Masalah judi Brett dimulai beberapa tahun lalu dengan taruhan pada pertandingan National Basketball Association, diikuti oleh taruhan pada olahraga profesional lainnya. Itu tidak lama sebelum kebiasaannya diperluas ke permainan kasino sosial. Dimainkan di perangkat seluler atau PC, bahkan melalui situs web Facebook, game semacam itu meniru mesin slot dan permainan kartu di kasino. Perbedaan utamanya adalah pemain tidak dapat memenangkan uang nyata. Mereka bertaruh dengan uang bermain permainan dan, jika mereka kehabisan, mereka dapat membelanjakan uangnya untuk mendapatkan lebih banyak.

Ada banyak dari game-game ini, “kata Brett.” Banyak dari mereka adalah game yang paling populer juga. ”

Dia mulai bermain Zynga Poker, sebuah permainan mesin slot, tahun lalu.
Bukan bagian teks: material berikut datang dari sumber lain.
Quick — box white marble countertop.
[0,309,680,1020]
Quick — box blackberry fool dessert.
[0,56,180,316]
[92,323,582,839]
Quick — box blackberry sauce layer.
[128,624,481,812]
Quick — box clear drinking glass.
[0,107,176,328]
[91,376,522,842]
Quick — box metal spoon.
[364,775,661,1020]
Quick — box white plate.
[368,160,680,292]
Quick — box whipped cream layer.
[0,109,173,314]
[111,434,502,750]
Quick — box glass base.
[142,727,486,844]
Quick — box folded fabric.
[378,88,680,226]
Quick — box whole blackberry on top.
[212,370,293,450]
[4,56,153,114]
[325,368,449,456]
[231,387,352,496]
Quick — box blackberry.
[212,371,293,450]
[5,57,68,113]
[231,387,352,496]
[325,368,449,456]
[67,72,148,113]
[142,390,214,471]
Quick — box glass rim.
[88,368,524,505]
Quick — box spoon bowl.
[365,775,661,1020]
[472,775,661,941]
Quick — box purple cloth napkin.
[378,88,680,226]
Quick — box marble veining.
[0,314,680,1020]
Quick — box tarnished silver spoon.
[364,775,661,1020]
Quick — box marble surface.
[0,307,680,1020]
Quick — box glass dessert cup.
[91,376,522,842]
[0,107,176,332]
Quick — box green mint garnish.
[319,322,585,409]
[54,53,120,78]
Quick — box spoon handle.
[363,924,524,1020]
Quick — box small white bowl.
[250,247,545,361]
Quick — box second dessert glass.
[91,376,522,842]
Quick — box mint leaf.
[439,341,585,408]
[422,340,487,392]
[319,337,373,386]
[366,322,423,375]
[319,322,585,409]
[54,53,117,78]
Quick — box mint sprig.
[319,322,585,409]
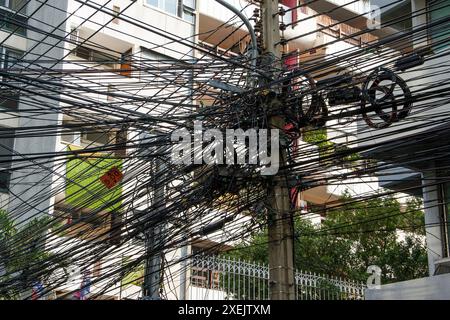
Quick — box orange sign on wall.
[100,167,123,189]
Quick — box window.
[0,0,29,14]
[429,0,450,50]
[0,0,28,35]
[0,130,14,192]
[72,46,118,68]
[61,120,127,156]
[370,0,412,32]
[69,27,78,43]
[120,49,133,77]
[146,0,196,24]
[113,6,120,24]
[106,84,117,101]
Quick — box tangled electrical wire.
[0,0,450,299]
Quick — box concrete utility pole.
[143,159,165,300]
[261,0,295,300]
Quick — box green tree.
[230,194,427,283]
[0,210,64,299]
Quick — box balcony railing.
[189,255,366,300]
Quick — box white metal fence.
[188,255,365,300]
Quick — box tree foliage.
[0,210,64,299]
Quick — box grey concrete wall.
[8,0,67,222]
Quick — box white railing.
[188,255,365,300]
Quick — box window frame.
[0,126,16,193]
[144,0,197,25]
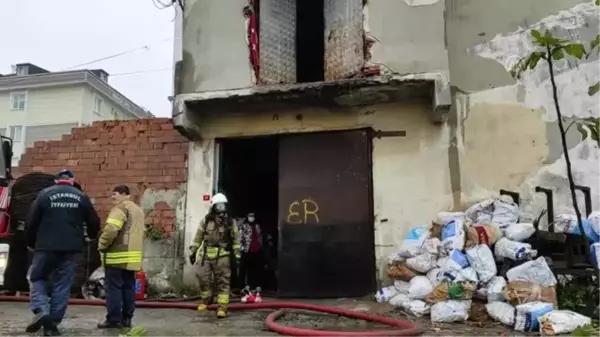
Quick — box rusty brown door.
[323,0,364,81]
[278,130,375,298]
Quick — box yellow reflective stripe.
[105,251,143,264]
[217,294,229,305]
[106,218,124,229]
[106,250,142,257]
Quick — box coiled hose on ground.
[0,296,421,337]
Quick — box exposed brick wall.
[15,118,188,234]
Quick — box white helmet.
[210,193,227,206]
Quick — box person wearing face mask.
[98,185,146,329]
[189,193,240,318]
[240,213,264,289]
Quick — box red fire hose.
[0,296,421,337]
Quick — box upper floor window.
[251,0,369,85]
[8,125,23,143]
[94,97,102,115]
[10,92,27,111]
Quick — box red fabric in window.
[248,13,260,83]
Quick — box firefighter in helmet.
[190,193,240,318]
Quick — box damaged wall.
[446,0,600,223]
[16,118,188,286]
[185,104,452,281]
[175,0,448,94]
[176,0,600,284]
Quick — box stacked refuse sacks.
[375,196,600,335]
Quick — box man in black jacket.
[26,170,100,336]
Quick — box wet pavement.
[0,301,516,337]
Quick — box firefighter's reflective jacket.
[192,216,240,261]
[98,195,145,271]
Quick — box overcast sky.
[0,0,175,116]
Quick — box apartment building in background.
[0,63,154,166]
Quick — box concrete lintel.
[173,73,451,139]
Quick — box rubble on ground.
[375,196,600,335]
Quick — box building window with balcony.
[94,97,102,115]
[10,92,27,111]
[8,125,23,143]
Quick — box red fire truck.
[0,136,13,286]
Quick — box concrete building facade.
[0,63,153,166]
[173,0,600,295]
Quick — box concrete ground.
[0,300,517,337]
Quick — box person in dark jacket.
[25,170,100,336]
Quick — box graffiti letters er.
[287,199,319,225]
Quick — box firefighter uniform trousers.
[196,255,231,311]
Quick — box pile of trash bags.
[375,196,600,335]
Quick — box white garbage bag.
[442,220,465,252]
[437,256,450,268]
[425,268,441,288]
[506,257,556,287]
[434,212,465,225]
[485,302,515,327]
[492,195,519,229]
[408,275,433,300]
[502,223,535,242]
[486,276,507,302]
[375,286,400,303]
[538,310,592,335]
[394,280,410,294]
[515,302,554,332]
[431,300,471,323]
[438,267,479,284]
[441,249,470,271]
[406,253,437,274]
[465,199,494,225]
[494,238,537,261]
[590,242,600,266]
[473,283,487,301]
[588,211,600,235]
[421,238,442,255]
[389,293,410,308]
[398,226,430,257]
[554,214,600,242]
[388,252,406,264]
[402,300,431,317]
[466,245,498,283]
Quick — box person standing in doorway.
[190,193,240,318]
[98,185,146,329]
[26,170,100,336]
[240,213,265,289]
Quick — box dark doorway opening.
[216,136,279,293]
[296,0,325,83]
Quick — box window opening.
[296,0,325,83]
Tapi dia mendambakan kegembiraan yang datang dengan taruhan uang sungguhan. Tak lama, ia menempatkan taruhan di kasino bata-dan-mortir, banyak kerugian keuangannya. Ketika ia kehilangan lebih dari $ 5.000 melalui kombinasi permainan kartu dan taruhan olahraga, ia terpaksa meminta uang kepada orangtuanya untuk mengatasi utangnya. Saat itulah dia, dan orang tuanya, memutuskan dia perlu masuk ke program pemulihan.

Permainan ini, dibuat untuk perangkat seluler, memicu kecanduan judi Brett. Bagian dari bagaimana dia terpikat adalah sifat “freemium” dari judul-judul kasino sosial – sebuah taktik yang telah menjadi cara baru yang menguntungkan dalam berbisnis dalam industri video game. Iming-imingnya sederhana: Tarik pemain dengan permainan gratis dan, begitu mereka terlibat, tarik mereka untuk membayar ekstra, seperti uang virtual, hadiah dan lebih banyak putaran.

Game-game tersebut “menormalkan perilaku judi,” kata Sally Gainsbury, seorang peneliti di Pusat Pendidikan dan Penelitian Judi di Southern Cross University di Australia. “Ini dilihat sebagai aktivitas sehari-hari yang dapat diterima, membantu orang mengembangkan sikap positif tentang perjudian, dan itu bisa ditransfer ke orang muda yang ingin membayar uang untuk berjudi.”